Comment by ROBERT JOSEPH PAULO on June 14, 2012 at 12:43am

what immediately stood out for my in this, was the way you walk through the lesson, like an excellent presentation.  i actually have to write a report on anthropology and wad dtumped and i do believe that what i see in this form is a kind of excellence way to present information.

Comment by elanthiraiyan on June 14, 2012 at 6:23am

thks chris.. as always .. keep up ur good work... once i get enough money i ll def join ur course...

Comment by Romano on June 14, 2012 at 1:15pm

My problem is with trusting S/R on any timeframe. Way I see it is that there are too many levels and zones everywhere and every few pips. Or another fib retracement or extension. Thats why I feel sick to watch it all, its too much for me. Examples are nice but in real trading I have problem. Guess its my own flaw. Following ema20 seem so much easier to me.

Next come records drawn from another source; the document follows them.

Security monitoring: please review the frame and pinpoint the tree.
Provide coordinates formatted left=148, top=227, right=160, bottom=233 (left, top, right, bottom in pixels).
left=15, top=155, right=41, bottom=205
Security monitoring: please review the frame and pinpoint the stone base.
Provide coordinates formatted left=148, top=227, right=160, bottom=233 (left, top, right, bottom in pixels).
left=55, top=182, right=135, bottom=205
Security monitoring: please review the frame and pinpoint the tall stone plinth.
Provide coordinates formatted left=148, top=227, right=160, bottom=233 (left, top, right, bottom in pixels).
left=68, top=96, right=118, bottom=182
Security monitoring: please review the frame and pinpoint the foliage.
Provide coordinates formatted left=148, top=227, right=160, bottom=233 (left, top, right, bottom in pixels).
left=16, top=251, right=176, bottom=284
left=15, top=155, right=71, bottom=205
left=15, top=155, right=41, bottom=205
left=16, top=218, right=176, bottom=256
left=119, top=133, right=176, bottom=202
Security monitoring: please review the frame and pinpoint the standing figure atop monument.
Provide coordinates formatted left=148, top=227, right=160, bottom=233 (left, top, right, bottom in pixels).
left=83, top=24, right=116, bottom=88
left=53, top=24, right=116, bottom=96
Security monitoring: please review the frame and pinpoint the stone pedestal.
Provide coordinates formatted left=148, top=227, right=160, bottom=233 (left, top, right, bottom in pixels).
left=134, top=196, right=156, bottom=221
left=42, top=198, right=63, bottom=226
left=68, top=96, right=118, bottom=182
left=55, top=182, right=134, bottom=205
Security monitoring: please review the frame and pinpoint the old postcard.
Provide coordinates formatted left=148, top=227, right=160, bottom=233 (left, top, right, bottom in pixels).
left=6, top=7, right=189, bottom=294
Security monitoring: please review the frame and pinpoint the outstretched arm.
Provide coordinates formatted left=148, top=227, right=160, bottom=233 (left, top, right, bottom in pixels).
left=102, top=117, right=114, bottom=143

Comment by Romano on June 14, 2012 at 2:03pm

Look for example at my pic. Its 4h eu. At 0 we see first impulsive candle suggesting very strong reversal. Price go up and pull back as by textbook at first. But then, at 1 we see strong move breaking previous resistance, yet it fail back about 130 pips at 2. Then its even stronger high at 3 which drop all the way back again, not bouncing from any previous highs formed as it should. Seem like somebody have unlimited liquidity to screw traders in any way possible, I dont have any other explanation. So how the hell can I trust SR? Sure, it probably hit some "another" level from previous downtrend or fib. Later it does seem to want to go higher, we see another bottom forming at 4, yet it did not even get anywhere and there is already another consolidation, although maybe bullish pattern. And thats 4h so lets count how many hours is price action doing BS and screwing traders. On top of that, price doesnt live up to expectations so far considering strong bullish impulsive candle at 0. Plus now it form higher highs and almost same lows, thats usually bearish. Also starting to look like bearish butterfly or head and shoulders pattern more and more. In fact, if it goes higher now, it will look even more mess to me seeing it did reversed triangle. So, looking at that mess, as price does not respect previous strong moves levels, how can I possibly trust SR and know which one I should? Sure, I could look for pinbars but I have found even that unreliable. Point is, considering strong impulsive candle up price is doing slightly higher highs and almost same lows. Then I see it react everywhere, at least every 50 pips on round numbers(just look at UCAD 1h right now), plus previous levels plus fibs. I really envy people who can read this mess with success. It seems to me that even RSI is more reliable than SR levels.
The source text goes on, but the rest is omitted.